1769. Middlesex Jrnl., 146 Sept., 1/4. By six Indians, the man and woman were tomahawked and scalped.
1791. J. Long, Voy. Ind. Interpr., 96. The instant the animal drops they tomahawk it.
1829. Southey, O. Newman, IV. 45. Stragglers tomahawkd And scalpd, or draggd away that they may die By piecemeal murder.
1889. H. H. Romilly, Verandah in N. Guinea, 74. They were treacherously tomahawked.
b. fig. To attack savagely or mercilessly in speech or (more usually) in writing; to cut up or demolish in a review or criticism.
1815. Agrestis, Feudal Hall, xlv. [She] tomahawks me with sharp words.
1820. Blackw. Mag., VII. 388. He afterwards goes out of his way to tomahawk Dryden, for an allusion to Abraham in a dedication.
1895. Daily News, 19 June, 6/2. Her second daughter, Lady Charlotte, wrote the book which Thackeray tomahawked.
2. To cut (a sheep) in shearing it. Australia.
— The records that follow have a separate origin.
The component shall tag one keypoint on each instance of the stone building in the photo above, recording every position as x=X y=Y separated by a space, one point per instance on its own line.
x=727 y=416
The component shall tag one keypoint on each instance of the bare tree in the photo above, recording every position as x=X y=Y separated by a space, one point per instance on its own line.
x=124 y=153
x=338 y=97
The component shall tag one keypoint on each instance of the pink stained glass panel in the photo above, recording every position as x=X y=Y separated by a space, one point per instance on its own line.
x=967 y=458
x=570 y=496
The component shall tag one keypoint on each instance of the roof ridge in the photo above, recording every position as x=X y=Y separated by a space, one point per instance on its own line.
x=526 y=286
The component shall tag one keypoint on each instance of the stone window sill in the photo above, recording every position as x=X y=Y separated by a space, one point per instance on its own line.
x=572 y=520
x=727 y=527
1859. H. Kingsley, G. Hamlyn, xx. Shearers were very scarce, and the poor sheep got fearfully tomahawked by the new hands.
1872. Eden, My Wife & I in Queensland, iv. 96. Some men never get the better of this habit, but tomahawk as badly after years of practice as when they first began.
1896. Paterson, Man fr. Snowy River, 162. The novice who had tommyhawked half a score.
Hence Tomahawking vbl. sb. and ppl. a.; also Tomahawker, one who tomahawks (lit. and fig.).
1819. Metropolis, III. 69. The tomahawkers of the Edinburgh Review.
1833. Boston, etc. Herald, 9 April, 2/1. We have not a tomahawking article in the whole number.
183940. W. Irving, Wolferts R., i. (1855), 2. They recreated themselves occasionally with a little tomahawking and scalping.
1862. Times, 8 April, 11/4. A large body of scalping and tomahawking Indians.
1886. Pall Mall G., 2 Oct., 6/1. My father, noticing that the sheep were particularly badly shorn, remarked to the manager that it was mere tomahawking.
1886. Manch. Exam., 3 Nov., 3/1. A return to a style of literary tomahawking which we had hoped was for ever extinct.
1897. Athenæum, 20 March, 372. Lest he should find himself tomahawked instead of being the tomahawker.